If a band has a song that turns up on your radio, car stereo etc and you never have to touch the dial or turn it off, no matter how many times you’ve heard it, then it’s a classic. Multiply one track by 10, and ‘Night Of The Crime’ is a perfect album for me. There’s not a single duffer in sight. Fuck, even the gaps in the tracks are worth listening to as they ramp up the excitement level for me.
They were formed in 1981 by high school buddies Dan Wexler (Guitar), Stephen Clifford (Vocals), and Tracy Wallach (bass). By The time it came to NOTC’, in came John Aquilino (guitar) and Pat Dixon (drums). The album was released through Capitol Records and was produced by that talented fella Eddie Kramer, and mixed by another legend, Ron Nevison, and it features songwriting talent of Bob Halligan Jr.
For whatever reason I cannot understand to this day, Clifford walked during the mixing process for personal reasons. Fuck, and double fuck.
Any producer/mixer worth their salt can polish a turd. They can make poor albums sound average, and make average albums sound good. One thing they can’t do is to make a shit album – or an average, or a good album, great. There has to be something ‘there’ already. Icon came to the table with a great set of songs. Much to the point where they are that good a set, the producer would have to be a complete tool to fuck it up. Thankfully everything aligned for one of THE rock albums of the 80s.
Right from the opening bars of ‘Naked Eyes’ Icon and Kramer set the whole tone of the album. The guitar sound on ‘NE’ is just fantastic, and Clifford’s vocals are crystal clear. Nothing is fighting with each instrument to be heard. Bass lines and drums thump away at your body, particularly on Hungry For Love. More on that later.

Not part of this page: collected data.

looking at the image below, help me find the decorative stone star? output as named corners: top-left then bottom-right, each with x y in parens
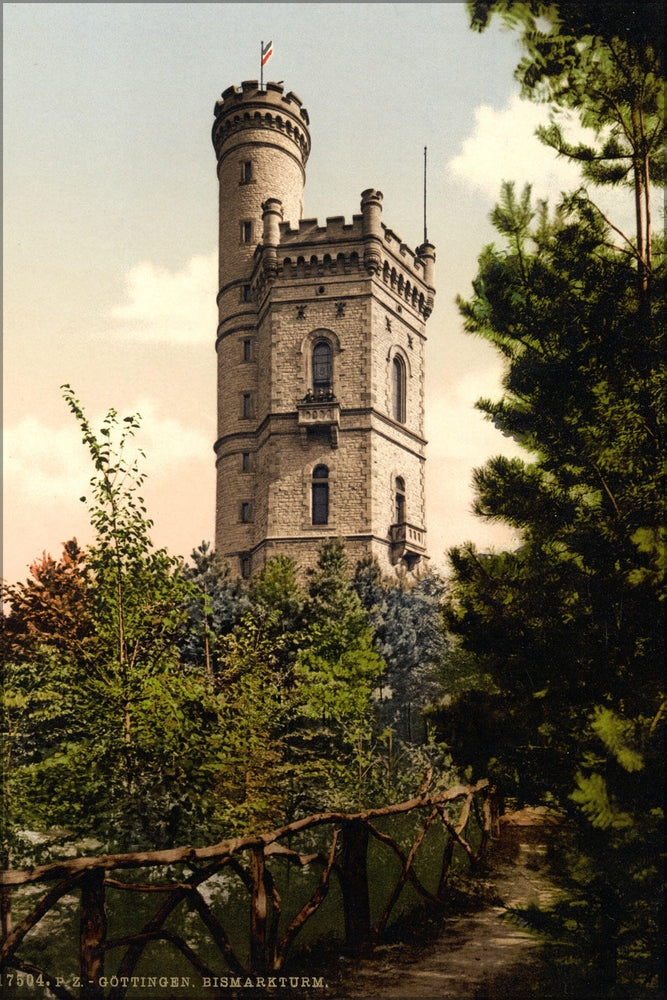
top-left (335, 302), bottom-right (345, 318)
top-left (385, 316), bottom-right (392, 331)
top-left (296, 304), bottom-right (307, 319)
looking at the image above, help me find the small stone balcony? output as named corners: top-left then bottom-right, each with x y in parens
top-left (297, 390), bottom-right (341, 447)
top-left (389, 521), bottom-right (426, 569)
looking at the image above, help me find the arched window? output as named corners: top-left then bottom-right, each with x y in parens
top-left (312, 464), bottom-right (329, 525)
top-left (392, 355), bottom-right (406, 422)
top-left (395, 476), bottom-right (406, 524)
top-left (312, 341), bottom-right (332, 398)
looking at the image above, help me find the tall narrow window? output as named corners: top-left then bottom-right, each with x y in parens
top-left (392, 355), bottom-right (406, 422)
top-left (312, 464), bottom-right (329, 525)
top-left (242, 452), bottom-right (250, 472)
top-left (240, 554), bottom-right (251, 578)
top-left (312, 341), bottom-right (332, 397)
top-left (242, 393), bottom-right (252, 418)
top-left (243, 338), bottom-right (252, 361)
top-left (395, 476), bottom-right (406, 524)
top-left (241, 221), bottom-right (252, 243)
top-left (242, 284), bottom-right (251, 302)
top-left (241, 160), bottom-right (253, 183)
top-left (241, 501), bottom-right (251, 523)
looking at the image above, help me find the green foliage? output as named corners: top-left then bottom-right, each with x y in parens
top-left (354, 556), bottom-right (445, 743)
top-left (209, 611), bottom-right (290, 832)
top-left (436, 7), bottom-right (666, 990)
top-left (467, 0), bottom-right (664, 310)
top-left (439, 182), bottom-right (664, 800)
top-left (288, 541), bottom-right (386, 812)
top-left (249, 553), bottom-right (306, 684)
top-left (250, 553), bottom-right (304, 628)
top-left (515, 704), bottom-right (665, 993)
top-left (179, 541), bottom-right (250, 674)
top-left (2, 393), bottom-right (233, 859)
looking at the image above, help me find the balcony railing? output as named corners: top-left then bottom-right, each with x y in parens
top-left (389, 521), bottom-right (426, 568)
top-left (297, 392), bottom-right (340, 447)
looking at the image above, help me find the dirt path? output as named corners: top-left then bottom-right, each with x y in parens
top-left (327, 807), bottom-right (561, 1000)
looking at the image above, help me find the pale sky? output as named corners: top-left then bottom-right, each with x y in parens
top-left (3, 3), bottom-right (616, 583)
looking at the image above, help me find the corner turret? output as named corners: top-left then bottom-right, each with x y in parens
top-left (361, 188), bottom-right (383, 273)
top-left (416, 241), bottom-right (436, 317)
top-left (261, 198), bottom-right (283, 276)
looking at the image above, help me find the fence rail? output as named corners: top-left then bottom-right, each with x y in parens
top-left (0, 779), bottom-right (498, 999)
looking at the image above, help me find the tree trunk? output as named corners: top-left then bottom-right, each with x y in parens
top-left (249, 847), bottom-right (268, 974)
top-left (80, 870), bottom-right (106, 1000)
top-left (339, 820), bottom-right (371, 954)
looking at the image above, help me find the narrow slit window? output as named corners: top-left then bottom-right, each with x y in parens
top-left (241, 221), bottom-right (252, 243)
top-left (243, 338), bottom-right (252, 361)
top-left (392, 355), bottom-right (406, 423)
top-left (395, 476), bottom-right (406, 524)
top-left (312, 464), bottom-right (329, 525)
top-left (242, 393), bottom-right (252, 418)
top-left (242, 452), bottom-right (250, 472)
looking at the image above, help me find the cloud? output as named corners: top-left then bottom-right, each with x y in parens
top-left (448, 95), bottom-right (638, 235)
top-left (449, 96), bottom-right (589, 203)
top-left (4, 418), bottom-right (92, 506)
top-left (4, 405), bottom-right (211, 506)
top-left (108, 252), bottom-right (217, 344)
top-left (3, 406), bottom-right (214, 581)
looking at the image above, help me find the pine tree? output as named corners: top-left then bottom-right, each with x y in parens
top-left (179, 541), bottom-right (250, 677)
top-left (432, 5), bottom-right (665, 990)
top-left (354, 557), bottom-right (444, 744)
top-left (290, 540), bottom-right (385, 812)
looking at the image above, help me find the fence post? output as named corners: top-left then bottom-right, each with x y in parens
top-left (1, 848), bottom-right (11, 944)
top-left (79, 870), bottom-right (106, 1000)
top-left (339, 819), bottom-right (371, 954)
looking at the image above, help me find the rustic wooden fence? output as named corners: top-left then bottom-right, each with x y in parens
top-left (0, 779), bottom-right (497, 999)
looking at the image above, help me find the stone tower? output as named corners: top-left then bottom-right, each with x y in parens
top-left (212, 81), bottom-right (435, 578)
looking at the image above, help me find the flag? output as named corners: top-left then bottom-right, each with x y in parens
top-left (261, 40), bottom-right (273, 66)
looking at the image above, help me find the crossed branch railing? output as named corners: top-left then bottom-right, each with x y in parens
top-left (0, 779), bottom-right (498, 999)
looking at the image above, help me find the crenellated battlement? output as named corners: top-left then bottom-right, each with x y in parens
top-left (216, 80), bottom-right (309, 123)
top-left (269, 212), bottom-right (430, 284)
top-left (212, 81), bottom-right (311, 164)
top-left (247, 195), bottom-right (434, 319)
top-left (278, 214), bottom-right (363, 243)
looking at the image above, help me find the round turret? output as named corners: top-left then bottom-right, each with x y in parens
top-left (212, 81), bottom-right (311, 304)
top-left (212, 82), bottom-right (312, 570)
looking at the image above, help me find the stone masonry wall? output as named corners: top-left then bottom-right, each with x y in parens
top-left (212, 83), bottom-right (433, 577)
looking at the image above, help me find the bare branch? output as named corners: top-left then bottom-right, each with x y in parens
top-left (276, 830), bottom-right (339, 969)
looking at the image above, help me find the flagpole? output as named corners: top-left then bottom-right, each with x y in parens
top-left (423, 146), bottom-right (428, 244)
top-left (260, 39), bottom-right (264, 90)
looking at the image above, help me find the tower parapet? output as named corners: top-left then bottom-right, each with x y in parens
top-left (211, 81), bottom-right (311, 299)
top-left (212, 81), bottom-right (311, 167)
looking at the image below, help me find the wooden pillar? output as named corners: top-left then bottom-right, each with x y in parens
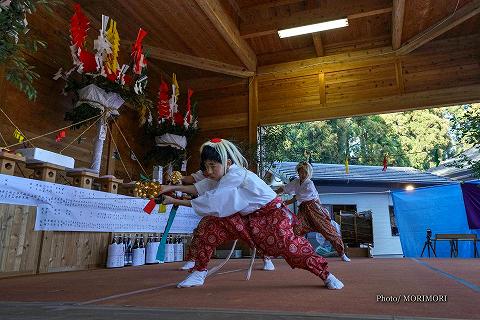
top-left (248, 76), bottom-right (258, 146)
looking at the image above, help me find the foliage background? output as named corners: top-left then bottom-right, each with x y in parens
top-left (259, 104), bottom-right (480, 177)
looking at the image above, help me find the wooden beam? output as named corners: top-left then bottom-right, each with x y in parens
top-left (396, 0), bottom-right (480, 55)
top-left (257, 46), bottom-right (395, 80)
top-left (240, 0), bottom-right (392, 38)
top-left (318, 72), bottom-right (326, 105)
top-left (183, 76), bottom-right (246, 92)
top-left (257, 33), bottom-right (480, 81)
top-left (347, 7), bottom-right (392, 20)
top-left (195, 0), bottom-right (257, 72)
top-left (312, 33), bottom-right (324, 57)
top-left (258, 84), bottom-right (480, 125)
top-left (392, 0), bottom-right (405, 50)
top-left (395, 60), bottom-right (405, 94)
top-left (305, 0), bottom-right (324, 57)
top-left (199, 113), bottom-right (248, 130)
top-left (227, 0), bottom-right (241, 18)
top-left (144, 45), bottom-right (254, 78)
top-left (240, 0), bottom-right (303, 11)
top-left (249, 76), bottom-right (258, 145)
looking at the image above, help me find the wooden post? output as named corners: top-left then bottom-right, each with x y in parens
top-left (248, 76), bottom-right (258, 146)
top-left (96, 176), bottom-right (123, 194)
top-left (66, 170), bottom-right (99, 189)
top-left (26, 162), bottom-right (65, 183)
top-left (0, 151), bottom-right (25, 175)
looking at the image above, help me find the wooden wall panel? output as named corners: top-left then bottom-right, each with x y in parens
top-left (256, 34), bottom-right (480, 125)
top-left (325, 64), bottom-right (398, 104)
top-left (0, 204), bottom-right (110, 277)
top-left (37, 231), bottom-right (110, 273)
top-left (0, 205), bottom-right (42, 277)
top-left (187, 78), bottom-right (250, 172)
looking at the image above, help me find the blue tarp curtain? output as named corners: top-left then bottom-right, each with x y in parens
top-left (392, 182), bottom-right (480, 258)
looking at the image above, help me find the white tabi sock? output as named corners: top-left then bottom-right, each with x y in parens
top-left (177, 270), bottom-right (207, 288)
top-left (324, 273), bottom-right (344, 290)
top-left (341, 254), bottom-right (351, 262)
top-left (263, 257), bottom-right (275, 271)
top-left (180, 260), bottom-right (195, 270)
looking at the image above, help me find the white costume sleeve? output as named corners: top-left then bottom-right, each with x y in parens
top-left (283, 178), bottom-right (298, 195)
top-left (191, 187), bottom-right (250, 218)
top-left (191, 170), bottom-right (205, 182)
top-left (193, 178), bottom-right (217, 196)
top-left (191, 165), bottom-right (250, 217)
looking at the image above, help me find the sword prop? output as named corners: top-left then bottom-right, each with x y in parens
top-left (142, 194), bottom-right (181, 263)
top-left (156, 202), bottom-right (179, 262)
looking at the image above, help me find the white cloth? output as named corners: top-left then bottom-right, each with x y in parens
top-left (191, 165), bottom-right (276, 218)
top-left (283, 178), bottom-right (319, 204)
top-left (0, 173), bottom-right (201, 232)
top-left (155, 133), bottom-right (187, 150)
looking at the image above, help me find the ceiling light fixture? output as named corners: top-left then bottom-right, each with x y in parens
top-left (278, 18), bottom-right (349, 38)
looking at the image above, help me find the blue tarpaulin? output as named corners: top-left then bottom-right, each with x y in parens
top-left (392, 183), bottom-right (479, 258)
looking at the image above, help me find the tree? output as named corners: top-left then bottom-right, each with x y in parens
top-left (259, 107), bottom-right (457, 172)
top-left (0, 0), bottom-right (61, 100)
top-left (450, 103), bottom-right (480, 177)
top-left (382, 109), bottom-right (453, 170)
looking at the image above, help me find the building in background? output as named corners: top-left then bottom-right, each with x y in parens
top-left (429, 147), bottom-right (480, 182)
top-left (274, 162), bottom-right (453, 257)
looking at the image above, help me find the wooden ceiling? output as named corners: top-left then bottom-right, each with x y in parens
top-left (67, 0), bottom-right (479, 80)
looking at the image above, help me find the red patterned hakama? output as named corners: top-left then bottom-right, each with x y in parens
top-left (190, 197), bottom-right (329, 280)
top-left (294, 199), bottom-right (345, 255)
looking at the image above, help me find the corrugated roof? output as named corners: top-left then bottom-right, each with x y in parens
top-left (274, 162), bottom-right (453, 185)
top-left (429, 147), bottom-right (480, 181)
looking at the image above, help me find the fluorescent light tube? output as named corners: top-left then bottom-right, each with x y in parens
top-left (278, 18), bottom-right (349, 38)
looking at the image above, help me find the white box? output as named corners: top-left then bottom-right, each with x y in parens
top-left (16, 148), bottom-right (75, 168)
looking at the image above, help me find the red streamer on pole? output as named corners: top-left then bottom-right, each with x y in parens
top-left (157, 81), bottom-right (170, 120)
top-left (70, 4), bottom-right (90, 49)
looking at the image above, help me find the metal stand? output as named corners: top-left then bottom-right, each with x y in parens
top-left (421, 235), bottom-right (437, 257)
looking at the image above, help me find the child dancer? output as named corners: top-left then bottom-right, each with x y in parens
top-left (160, 138), bottom-right (343, 289)
top-left (278, 161), bottom-right (350, 262)
top-left (180, 170), bottom-right (275, 271)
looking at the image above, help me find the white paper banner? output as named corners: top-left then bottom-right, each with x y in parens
top-left (0, 174), bottom-right (201, 233)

Full album on YouTube (above)
‘Missing’ is an AOR gem, from the opening parpy keyboards and the wailing backing vocals, before the wonderful bridge and chorus. ‘Missing’ is one of the top songs of this genre bar none. ‘Danger Calling’ is one of the more harder edged songs on offer, but again the chorus is instantly memorable. ‘(Take Another) Shot At My Heart ‘ has that Wexler guitar tone that should have made him a household name. ‘Out For Blood’ builds on the ‘Danger Calling’ sound and is a twin guitar lovers wet dream of a number, particularly the intro, and is the nucleus of ‘NOTC’.
‘Raise The Hammer’ moves slowly along with its pounding and menacing beat, and ‘Frozen Tears’ is the obligatory 80s AOR ballad, and sounds like its straight out of an eighties soundtrack. ‘Whites Of Their Eyes’ is as good a song as any of their hair metal counterparts could muster. ‘Hungry For Love’ was put on a compilation tape by my mate, and this was my Icon introduction, and gave me the fuel to find this album by hook or by crook. It’s a power ballad of the highest quality. The bass note 39secs in is just immense. I still play this song as loud as any of my equipment will manage to go. The album is over all too quickly with the powerful and anthemic ‘Rock My Radio’
Yes, others will undoubtedly spout Journey as the greatest AOR band, and they truly deserve their place in rock history. ‘Night Of The Crime’ has a very high bar set for this genre. Clifford’s vocals are some of the best ever to be set to vinyl, and Wexler and Aquilino’s guitars are to die for, making ‘NOTC’ my contender for an ‘every home should have one’ and a classic album of AOR or any other genre.
The actual ‘crime’ is how the hell Icon didn’t become a huge band, as the talent is undeniably on show here. The fact that it all went tits up before they had the chance to finish what they had started is a crying shame. Icon are the only band from the 80s that I would literally kill to have seen back in the day.